筆者は、諸般の事情により、半日しか鑑賞のために時間を割けませんでした。そのため12会場しか回れませんでしたが、十分に楽しむことができました。この手のイベントに参加するといつも思うのですが、作品そのものよりも会場となる空間の方に目がいってしまいます。誤解を恐れずに言いますと「会場>作品」という関係性になってしまっているように思えるのです。

旧・谷医院の室内
それくらい、魅力的な空間だったということですね。筆者が一番、面白さを覚えたのはSYUTA(三友周太)が作品を披露した旧・谷医院でした。1928年に開業した内科・呼吸器科の旧医院。
ずばり、江戸川乱歩(1894~1965年)の明智小五郎シリーズで描かれる空間そのものです。

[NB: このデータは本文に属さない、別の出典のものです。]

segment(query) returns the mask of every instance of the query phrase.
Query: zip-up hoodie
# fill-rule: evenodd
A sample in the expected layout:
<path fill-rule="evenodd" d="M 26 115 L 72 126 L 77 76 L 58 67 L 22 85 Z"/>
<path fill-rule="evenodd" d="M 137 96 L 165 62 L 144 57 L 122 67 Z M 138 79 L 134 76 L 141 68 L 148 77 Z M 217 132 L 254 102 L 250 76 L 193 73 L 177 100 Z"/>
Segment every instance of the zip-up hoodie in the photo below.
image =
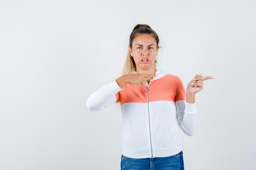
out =
<path fill-rule="evenodd" d="M 135 70 L 132 73 L 137 74 Z M 165 157 L 182 150 L 178 126 L 185 134 L 195 132 L 195 103 L 189 103 L 181 79 L 161 69 L 144 86 L 121 88 L 115 80 L 86 101 L 91 110 L 102 110 L 120 102 L 123 120 L 122 154 L 132 158 Z"/>

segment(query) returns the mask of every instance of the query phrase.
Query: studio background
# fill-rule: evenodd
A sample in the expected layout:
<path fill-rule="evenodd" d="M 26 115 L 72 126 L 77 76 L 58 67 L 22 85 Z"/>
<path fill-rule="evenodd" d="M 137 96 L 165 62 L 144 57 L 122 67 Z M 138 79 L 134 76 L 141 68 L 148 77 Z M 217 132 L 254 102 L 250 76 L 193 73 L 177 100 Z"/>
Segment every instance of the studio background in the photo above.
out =
<path fill-rule="evenodd" d="M 87 99 L 119 76 L 137 24 L 159 37 L 159 66 L 196 94 L 185 169 L 252 170 L 253 0 L 0 1 L 0 169 L 119 170 L 122 117 Z"/>

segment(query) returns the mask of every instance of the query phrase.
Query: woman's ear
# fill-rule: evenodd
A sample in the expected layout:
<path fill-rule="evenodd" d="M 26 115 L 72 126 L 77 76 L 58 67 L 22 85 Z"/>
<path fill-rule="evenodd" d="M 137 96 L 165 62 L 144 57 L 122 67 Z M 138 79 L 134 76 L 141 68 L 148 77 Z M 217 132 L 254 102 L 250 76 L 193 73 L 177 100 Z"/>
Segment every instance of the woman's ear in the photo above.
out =
<path fill-rule="evenodd" d="M 129 51 L 130 51 L 130 53 L 131 55 L 131 56 L 133 57 L 133 55 L 132 55 L 132 49 L 130 47 L 130 46 L 128 46 L 128 47 L 129 48 Z"/>

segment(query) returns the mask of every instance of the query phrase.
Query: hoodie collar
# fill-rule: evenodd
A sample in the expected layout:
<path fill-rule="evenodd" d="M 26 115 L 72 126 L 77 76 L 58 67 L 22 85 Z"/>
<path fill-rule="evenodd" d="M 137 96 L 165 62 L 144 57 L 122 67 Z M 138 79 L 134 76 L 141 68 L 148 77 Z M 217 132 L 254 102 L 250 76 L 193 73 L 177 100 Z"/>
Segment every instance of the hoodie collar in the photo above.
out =
<path fill-rule="evenodd" d="M 133 74 L 137 74 L 137 72 L 136 72 L 135 70 L 134 70 L 132 73 Z M 161 68 L 157 68 L 157 71 L 156 71 L 155 74 L 157 74 L 158 75 L 157 76 L 153 77 L 153 80 L 159 79 L 160 78 L 161 78 L 167 75 L 168 74 L 168 73 L 165 71 L 164 70 Z"/>

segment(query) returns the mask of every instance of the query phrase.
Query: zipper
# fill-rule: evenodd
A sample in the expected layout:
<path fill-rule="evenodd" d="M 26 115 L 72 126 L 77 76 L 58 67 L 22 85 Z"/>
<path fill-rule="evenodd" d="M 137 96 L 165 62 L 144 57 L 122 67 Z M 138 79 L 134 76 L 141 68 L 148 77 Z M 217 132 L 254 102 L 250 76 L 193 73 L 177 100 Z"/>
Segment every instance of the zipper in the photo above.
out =
<path fill-rule="evenodd" d="M 151 139 L 151 130 L 150 128 L 150 117 L 149 117 L 149 100 L 148 99 L 148 91 L 149 91 L 149 89 L 148 89 L 148 86 L 149 85 L 149 84 L 150 84 L 150 83 L 151 82 L 152 80 L 153 80 L 152 79 L 150 80 L 150 81 L 149 82 L 149 83 L 148 83 L 148 84 L 147 82 L 146 82 L 146 89 L 145 89 L 145 91 L 146 91 L 146 92 L 147 92 L 147 97 L 148 98 L 148 123 L 149 123 L 149 135 L 150 137 L 150 146 L 151 150 L 151 157 L 152 158 L 154 158 L 155 157 L 153 157 L 153 149 L 152 149 L 152 139 Z"/>

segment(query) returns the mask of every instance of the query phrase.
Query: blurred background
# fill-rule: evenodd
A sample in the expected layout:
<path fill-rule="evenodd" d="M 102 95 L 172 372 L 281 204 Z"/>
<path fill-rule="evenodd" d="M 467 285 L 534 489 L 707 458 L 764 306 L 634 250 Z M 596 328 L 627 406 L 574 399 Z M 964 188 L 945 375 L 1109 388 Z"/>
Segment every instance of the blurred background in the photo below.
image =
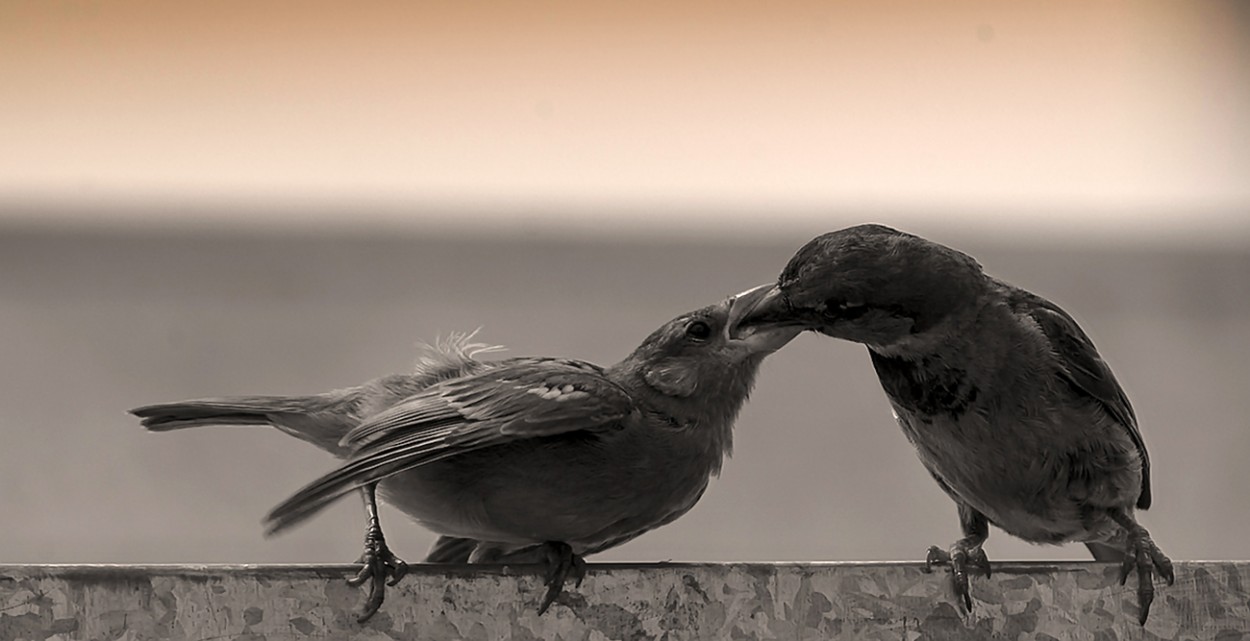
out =
<path fill-rule="evenodd" d="M 1241 4 L 0 0 L 0 562 L 352 561 L 356 500 L 261 536 L 328 455 L 125 410 L 348 386 L 475 327 L 606 365 L 866 221 L 1071 311 L 1136 406 L 1155 540 L 1248 557 Z M 865 350 L 805 335 L 702 501 L 596 559 L 956 536 Z"/>

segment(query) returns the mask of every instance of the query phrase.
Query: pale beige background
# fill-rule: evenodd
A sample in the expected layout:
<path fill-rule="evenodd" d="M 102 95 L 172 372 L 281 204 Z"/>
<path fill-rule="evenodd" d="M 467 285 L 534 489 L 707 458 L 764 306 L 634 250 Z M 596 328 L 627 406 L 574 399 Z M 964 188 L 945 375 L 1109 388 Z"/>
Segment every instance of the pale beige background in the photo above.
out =
<path fill-rule="evenodd" d="M 325 455 L 124 410 L 478 326 L 608 364 L 864 221 L 1068 307 L 1138 409 L 1156 540 L 1248 556 L 1245 9 L 670 5 L 0 2 L 0 562 L 350 561 L 354 500 L 260 534 Z M 920 559 L 954 512 L 864 350 L 802 336 L 702 502 L 600 559 Z"/>

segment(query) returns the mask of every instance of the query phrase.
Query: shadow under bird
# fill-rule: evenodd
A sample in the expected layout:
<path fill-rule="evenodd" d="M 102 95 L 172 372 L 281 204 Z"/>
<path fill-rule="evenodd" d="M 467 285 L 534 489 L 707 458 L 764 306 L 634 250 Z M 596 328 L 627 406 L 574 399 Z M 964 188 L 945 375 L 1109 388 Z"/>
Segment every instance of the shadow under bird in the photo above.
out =
<path fill-rule="evenodd" d="M 819 236 L 742 326 L 800 326 L 868 346 L 902 432 L 954 499 L 964 537 L 931 547 L 971 609 L 994 524 L 1025 541 L 1081 541 L 1138 571 L 1139 620 L 1171 561 L 1138 524 L 1150 457 L 1124 390 L 1076 321 L 970 256 L 881 225 Z"/>
<path fill-rule="evenodd" d="M 764 357 L 798 327 L 736 330 L 769 287 L 684 314 L 610 367 L 554 357 L 482 361 L 468 337 L 411 374 L 312 396 L 240 396 L 131 410 L 152 431 L 269 425 L 345 462 L 265 517 L 268 534 L 360 492 L 369 582 L 360 620 L 406 565 L 386 545 L 376 494 L 442 535 L 434 561 L 546 566 L 539 614 L 585 555 L 671 522 L 730 454 L 732 425 Z"/>

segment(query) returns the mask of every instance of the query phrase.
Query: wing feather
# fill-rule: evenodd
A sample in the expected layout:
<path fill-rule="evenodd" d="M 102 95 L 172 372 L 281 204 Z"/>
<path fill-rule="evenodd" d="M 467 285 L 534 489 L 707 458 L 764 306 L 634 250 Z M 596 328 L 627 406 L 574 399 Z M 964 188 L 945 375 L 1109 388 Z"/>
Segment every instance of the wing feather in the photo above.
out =
<path fill-rule="evenodd" d="M 412 395 L 344 436 L 352 456 L 265 517 L 276 534 L 341 496 L 460 454 L 572 431 L 620 429 L 635 404 L 602 371 L 579 361 L 519 361 Z"/>

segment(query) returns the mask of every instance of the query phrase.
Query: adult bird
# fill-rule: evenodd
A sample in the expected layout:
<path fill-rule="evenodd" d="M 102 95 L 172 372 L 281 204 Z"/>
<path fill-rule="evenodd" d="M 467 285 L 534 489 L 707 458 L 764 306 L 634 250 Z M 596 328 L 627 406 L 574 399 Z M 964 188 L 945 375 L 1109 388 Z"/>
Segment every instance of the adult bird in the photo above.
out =
<path fill-rule="evenodd" d="M 242 396 L 131 410 L 152 431 L 269 425 L 345 462 L 265 517 L 286 530 L 332 501 L 365 501 L 360 620 L 406 565 L 386 545 L 376 495 L 442 535 L 435 561 L 546 564 L 539 614 L 582 557 L 690 510 L 718 475 L 764 357 L 796 327 L 735 330 L 768 287 L 684 314 L 610 367 L 554 357 L 480 361 L 465 339 L 411 374 L 312 396 Z"/>
<path fill-rule="evenodd" d="M 920 461 L 959 509 L 962 539 L 931 547 L 971 609 L 989 525 L 1035 544 L 1081 541 L 1138 571 L 1139 617 L 1171 561 L 1138 524 L 1150 457 L 1124 390 L 1076 321 L 970 256 L 881 225 L 819 236 L 742 326 L 800 326 L 868 346 Z M 1122 550 L 1122 552 L 1120 552 Z"/>

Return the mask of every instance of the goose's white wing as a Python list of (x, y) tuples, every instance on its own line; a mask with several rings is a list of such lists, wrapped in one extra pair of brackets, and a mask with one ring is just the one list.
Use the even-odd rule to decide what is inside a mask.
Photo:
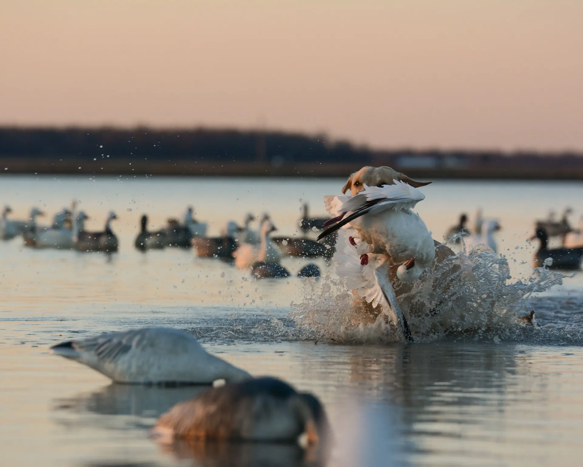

外壁面にツタが覆う、レトロな洋館の旧医院内を歩いていると、小林少年やマユミやポケット小僧、さらにはチンピラ別働隊といったシリーズ登場人物の気配が漂っています。
よく、こんなにきれいに色々と残っているな、と感心するくらい建物内の備品の保管状況が良く、あたかも“昭和時代パビリオン”の様相を呈しているようでした。医院内には、「謎の事件」の匂いが漂っています。小学校時代の筆者は、明智小五郎シリーズを夢中になって全巻読破し、作中に登場する少年探偵団のメンバーに入れないのだろうか、と真剣に考えていました。
さらに、探偵団員の証しである「BDバッジ」が、喉から手が出るほど欲しかったのです。誰からも支給されなかったので、自分でそれらしいバッジを手作りして、何枚かを懐に忍ばせ、街の角々にこっそりと落としては、秘密の捜査活動をしているつもりになって、自身の活躍に酔いしれていたものです。
旧・谷医院に足を踏み入れた瞬間に、約半世紀も前に、秘密の探偵団ごっこを自作自演していた「少年・市原」の姿がわーっと思い出されたというわけです。これは、すごいことですよね。少年探偵団のことなんてもう50年、忘れていたのに、建築物一つですべての風景がよみがえるわけですから。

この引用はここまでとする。